Put a bit too simply, in the past, I’ve structured the course by starting the semester with various meta-discussions — essays that attempt to define the field, to outline its history, to explain its general strengths and weaknesses, etc. — and moving on from there to more specific examples of cultural studies in action. The idea is to try and provide some (hopefully) useful context and background with which to make sense of the actual cultural studies research we get to afterwards. The problem, however, is that it’s incredibly hard — especially for newcomers — to read those meta-discussions and have any clear sense of what actual cultural studies research might look like in practice.

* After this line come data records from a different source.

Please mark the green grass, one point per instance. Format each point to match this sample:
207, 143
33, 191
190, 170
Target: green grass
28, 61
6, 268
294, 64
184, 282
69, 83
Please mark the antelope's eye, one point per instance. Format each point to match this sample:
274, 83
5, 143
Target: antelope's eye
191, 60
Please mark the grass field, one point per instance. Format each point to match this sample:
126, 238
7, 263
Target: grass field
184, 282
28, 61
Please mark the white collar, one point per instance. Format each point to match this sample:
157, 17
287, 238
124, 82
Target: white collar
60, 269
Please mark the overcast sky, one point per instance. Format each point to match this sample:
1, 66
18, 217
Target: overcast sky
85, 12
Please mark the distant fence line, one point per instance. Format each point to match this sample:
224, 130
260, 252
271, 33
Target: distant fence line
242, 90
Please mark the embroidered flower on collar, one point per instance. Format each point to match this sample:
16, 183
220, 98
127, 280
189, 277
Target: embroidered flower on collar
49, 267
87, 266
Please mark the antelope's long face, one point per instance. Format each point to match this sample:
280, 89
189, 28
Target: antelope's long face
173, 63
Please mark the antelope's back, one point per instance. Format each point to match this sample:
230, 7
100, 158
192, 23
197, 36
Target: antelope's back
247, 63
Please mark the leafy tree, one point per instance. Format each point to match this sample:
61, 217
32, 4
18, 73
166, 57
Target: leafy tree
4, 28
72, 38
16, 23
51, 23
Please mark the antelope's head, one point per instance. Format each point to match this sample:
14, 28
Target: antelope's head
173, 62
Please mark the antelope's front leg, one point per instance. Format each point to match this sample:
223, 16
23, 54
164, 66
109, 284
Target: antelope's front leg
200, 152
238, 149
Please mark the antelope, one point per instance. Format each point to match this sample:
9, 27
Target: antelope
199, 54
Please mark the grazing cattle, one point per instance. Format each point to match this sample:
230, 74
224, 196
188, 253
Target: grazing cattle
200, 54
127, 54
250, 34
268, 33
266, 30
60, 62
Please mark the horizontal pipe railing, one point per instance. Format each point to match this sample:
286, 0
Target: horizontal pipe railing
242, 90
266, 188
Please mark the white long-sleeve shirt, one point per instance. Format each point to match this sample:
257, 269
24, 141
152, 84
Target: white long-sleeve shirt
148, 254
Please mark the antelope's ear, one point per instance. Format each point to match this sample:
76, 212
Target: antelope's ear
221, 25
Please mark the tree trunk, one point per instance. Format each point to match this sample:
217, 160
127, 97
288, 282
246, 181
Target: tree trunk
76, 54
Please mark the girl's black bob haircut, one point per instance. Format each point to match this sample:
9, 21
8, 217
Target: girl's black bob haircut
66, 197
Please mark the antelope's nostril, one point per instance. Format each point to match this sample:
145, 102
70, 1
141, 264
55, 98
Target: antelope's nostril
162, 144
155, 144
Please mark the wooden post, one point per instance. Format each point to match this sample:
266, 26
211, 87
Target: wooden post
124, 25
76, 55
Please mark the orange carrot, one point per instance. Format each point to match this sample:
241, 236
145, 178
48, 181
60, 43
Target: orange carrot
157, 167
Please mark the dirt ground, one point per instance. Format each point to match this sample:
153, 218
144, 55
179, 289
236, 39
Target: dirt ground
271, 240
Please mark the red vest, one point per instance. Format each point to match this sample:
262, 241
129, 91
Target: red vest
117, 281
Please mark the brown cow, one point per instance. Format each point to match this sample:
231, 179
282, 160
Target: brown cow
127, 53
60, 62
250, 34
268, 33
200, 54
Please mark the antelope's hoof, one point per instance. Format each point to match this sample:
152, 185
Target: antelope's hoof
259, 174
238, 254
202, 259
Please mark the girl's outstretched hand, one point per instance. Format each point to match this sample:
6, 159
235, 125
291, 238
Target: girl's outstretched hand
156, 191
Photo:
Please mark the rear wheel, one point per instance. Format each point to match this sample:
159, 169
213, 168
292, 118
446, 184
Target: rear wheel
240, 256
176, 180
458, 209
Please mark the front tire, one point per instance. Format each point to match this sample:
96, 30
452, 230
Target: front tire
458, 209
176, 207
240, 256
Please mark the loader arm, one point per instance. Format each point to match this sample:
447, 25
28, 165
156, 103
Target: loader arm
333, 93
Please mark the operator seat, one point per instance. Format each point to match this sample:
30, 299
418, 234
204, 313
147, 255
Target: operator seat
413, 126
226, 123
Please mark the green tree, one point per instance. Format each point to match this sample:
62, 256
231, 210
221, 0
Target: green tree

The obvious solution here, however, simply swaps one set of problems for another, roughly equivalent set. It would be possible, for instance, to start the semester with an detailed example of good cultural studies research: a move that allows students to approach the field from the ground up and spares them the trauma of having to wrestle with theoretical abstractions and meta-debates about a field they still know nothing about. At the same time, however, it’s not as if there’s a single way to do cultural studies research, nor is the implicit model found in any one book likely to carry over neatly to some other project. So such an approach would probably require multiple examples up front — which raises the potentially more confusing question of explaining how this book on the US mass media and that book on 19th-century British literature and those essays on Australian cultural policy are all instances of cultural studies. What helps to make those connections easier to see, in the end, is all that meta-discussion that this approach postpones till later in the semester.
Concluding thoughts
I want to close by coming back to the not-so-serious question I asked at the start of my talk — why 3,176? — and to actually take it more seriously. In April 1987, as a prospective graduate student trying to figure out what schools I might apply to, I attended a popular music conference in Pittsburgh. It was there that I first met Larry Grossberg, and he asked me if I was interested in coming to Illinois and learning about cultural studies. Not knowing any better at the time than to equate “cultural studies” with “the study of culture,” I said yes. Happily, that turned out to be a good fit for me intellectually and philosophically, but not because I knew what I was getting into in advance. A little less than nine years later, I started teaching my first graduate seminar in cultural studies at USF. And so, if I wanted to be fanciful about it, I could argue that it took 3,176 days (give or take a week or so, but that’s the way we like to do things in Florida) for me to move from never having heard of cultural studies before to teaching it at the graduate level myself.
And I think that, if one really wants to be a cultural studies “expert,” it’s important to think about that transformation, not strictly in terms of what you’ve read or what you’ve taught or what you’re researched or what you’ve written (though those all matter), but in terms of time. While this is an argument I don’t have time to tackle fully here, I’d suggest that doing cultural studies well involves a fundamental shift in the way one walks and talks and moves in the world all the time — and not just those moments when one is completing the ordinary, expected tasks of academic labor — and that, as such, cultural studies might best be understood, not as a field or a discipline, but as a whole way of life. And so maybe any and every path to cultural studies expertise runs through the pond, and you just need to be tossed in and flounder about for a bit. But that’s not so bad. Really. C’mon in. The water’s fine.